Long-term support needed
Updated: 2011-12-07 08:00
EVEN THOUGH THE CONFERENCE ON AFGHANISTAN held in Bonn, Germany on Monday did succeed in securing international commitments on long-term support for the Asian country, uncertainties abound and may hinder the international community's efforts to deliver on their promises.
The Bonn conference was aimed at outlining a stable future for the country and addressing the transfer of security responsibilities to Afghan forces after the drawdown of NATO combat forces.
The gathering of more than 100 nations and international organizations has achieved a symbolic result in shoring up the political will of the international community to support the war-torn country in the long run.
However, according to a World Bank study released last month, Afghanistan may need around $7 billion a year from the international community to help pay its security and other bills after foreign troops leave.
Given that the United States and its European allies are being battered by their own economic woes, there is no guarantee that they will be willing or able to shoulder their responsibilities when it comes to discussing the details of international aid next year.
There is also no guarantee that the complicated and worsening relations between the US and a few key players in the region can be brought back on track so as to pave the way for more concerted international efforts to secure a better future for Afghanistan.
US-Pakistan ties were dealt a severe blow by the NATO friendly fire incident last month, in which 24 Pakistani troops were killed. In response, Pakistan ordered the US to vacate a military base and boycotted the Bonn meeting.

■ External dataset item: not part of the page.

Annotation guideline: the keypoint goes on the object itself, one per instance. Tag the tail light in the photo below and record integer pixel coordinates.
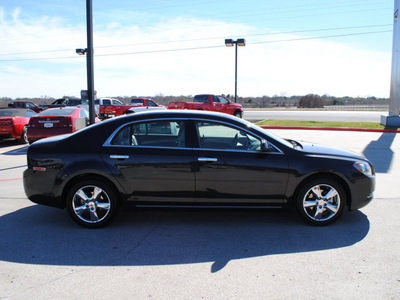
(51, 122)
(6, 122)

The absence of Islamabad, an influential neighbor of Kabul and a key player in the region, has cast doubts on the effectiveness of any commitments reached in Bonn.
Meanwhile, tension between the US and Iran, another important neighbor of Afghanistan, continues to escalate after last month's report by the International Atomic Energy Agency, which claims the Islamic country may still be conducting research aimed at producing nuclear weapons capability.
The diplomatic war between Iran and Western powers, ignited by Iranian protesters' storming into British diplomatic compounds in Teheran on Nov 29, has prompted Washington and its European allies to impose new sanctions against Teheran.
If not defused at an early date, all these tensions will countercheck the international community's will to continue to meet its responsibilities and honor its commitments to Afghanistan.
As the one wielding the most influence in the Asian country, the US needs to rethink its strategy in the region and ensure that it does not leave behind a big mess for the Afghan government to clear up.
To achieve "Afghan-led and Afghan-owned" reconstruction, the United Nations should play a leading role in coordinating international assistance to Afghanistan, and the Shanghai Cooperation Organization and other international organizations and cooperation mechanisms should be brought into full play too.